Still, she was surprised that so many found a way to make a bad living situation better.

"It shows the resourcefulness of women in dealing with really less than ideal — far less than ideal — circumstances, but also really draws attention to why should they have to be resourceful?" said O'Neil.

Women with children face stigma

O'Neil's work is especially needed now that Halifax is in the middle of an affordability crisis, said Claudia Jahn, director of community housing development with the Affordable Housing Association of Nova Scotia.

She also advised O'Neil on her thesis.

The rental vacancy rate in Halifax is at a record low 1.6 per cent, and the provincial NDP has called for action now that 20 per cent of households spend more than 50 per cent of their income on rent and utilities.
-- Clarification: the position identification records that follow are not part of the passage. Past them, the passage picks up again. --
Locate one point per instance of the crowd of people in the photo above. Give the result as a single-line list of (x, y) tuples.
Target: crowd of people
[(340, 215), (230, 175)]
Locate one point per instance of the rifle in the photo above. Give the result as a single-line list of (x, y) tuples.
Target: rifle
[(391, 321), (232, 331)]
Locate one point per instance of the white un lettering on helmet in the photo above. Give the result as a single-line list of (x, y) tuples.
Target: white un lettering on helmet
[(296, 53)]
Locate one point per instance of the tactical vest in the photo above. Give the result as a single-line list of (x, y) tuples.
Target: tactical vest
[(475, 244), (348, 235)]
She said finding adequate housing isn't just a problem for older women.

For those with children, it can be especially hard to find an affordable place to live, she said.

The stigma is such a problem that the Nova Scotia Human Rights Commission issued a warning this summer to landlords who refused to rent to families with children.
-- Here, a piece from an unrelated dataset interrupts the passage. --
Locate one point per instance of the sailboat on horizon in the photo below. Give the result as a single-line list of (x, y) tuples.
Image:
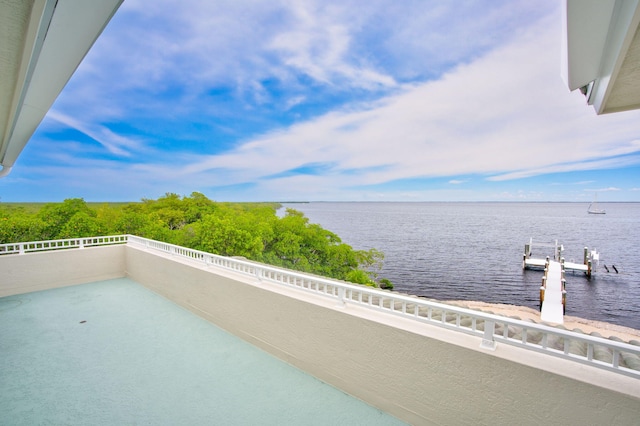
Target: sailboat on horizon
[(593, 207)]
"Women with children are less mobile than men are because they are bound by a school district and don't want to move their children. So they are always tied to that community," she said.
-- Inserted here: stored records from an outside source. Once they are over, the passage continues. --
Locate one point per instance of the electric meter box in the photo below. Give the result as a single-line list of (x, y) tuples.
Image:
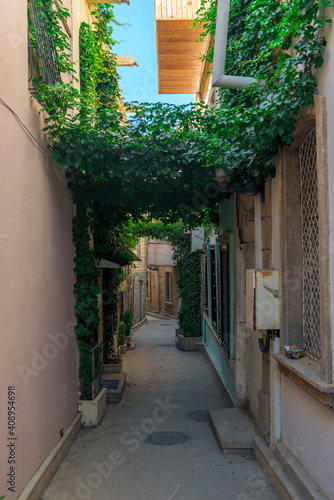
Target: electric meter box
[(262, 299), (197, 240)]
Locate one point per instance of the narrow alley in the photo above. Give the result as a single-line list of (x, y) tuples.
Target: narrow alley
[(164, 386)]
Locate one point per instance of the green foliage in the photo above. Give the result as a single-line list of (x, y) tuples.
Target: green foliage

Some women might stay in a dangerous housing situation for the sake of their children, Jahn added.

Kelly O'Neil/Mount Saint Vincent University
Kelly O'Neil/Mount Saint Vincent University

"They don't want to uproot the children out of their schools, circle of friends, relatives. So making that step into a shelter is really the last, last resort."

Jahn has been working on housing affordability across the province since 2003, and said things have only gotten worse as public housing deteriorates and rental prices soar.

All the while new affordable buildings aren't being put up fast enough, she said.

"Tweaking the system just a little bit here and there isn't really doing any justice for the severity of the issue," Jahn said.

Kelly O'Neil/Mount Saint Vincent University
Kelly O'Neil/Mount Saint Vincent University

Both O'Neil and Jahn say for too long people tasked with creating more, and better, affordable housing don't engage with the people who actually need it.

That's the idea behind Home for Good, a joint project by Alice House, the Elizabeth Fry Society, the Marguerite Centre and YWCA Halifax. The three-year initiative looks at the barriers women face once they leave supportive housing programs.

In 2017, the groups interviewed 22 women between the ages of 19 and 60.

What they found, said project manager Charlene Gagnon, is that the province needs an approach to housing that recognizes the needs of women as different from the needs of men.

"The programs that don't apply that gender lens, they really don't take into account things like women's economic security, being the leaders of single-income households with children and histories of trauma," said Gagnon, who travelled to Edmonton earlier this month to share the groups' work at the Canadian Alliance to End Homelessness.

The project will officially wrap up in January 2020, but Gagnon said the work is really just beginning.

The non-profits are now developing next steps, like credit counselling programs for women and online training for landlords to better understand what women renters face.

Like O'Neil, the researchers used animation to share the participants' stories.

"These are women who've worked really hard to go through programs," Gagnon said. "They're told in their programming to be proud of where they come from and be proud of who they are, and then when they go tell their stories to landlords that actually becomes a barrier to them."

"That stigma is really alive and well in the province, and it's traumatizing in itself."

O'Neil's creative approach to her research earned her the best thesis of the year at her university.

But for her, the real victory will be seeing her work translate into action.

"I hope this would at the very least just generate an awareness that these women exist and are among us and have been huge parts of community life that maybe we don't value enough," she said.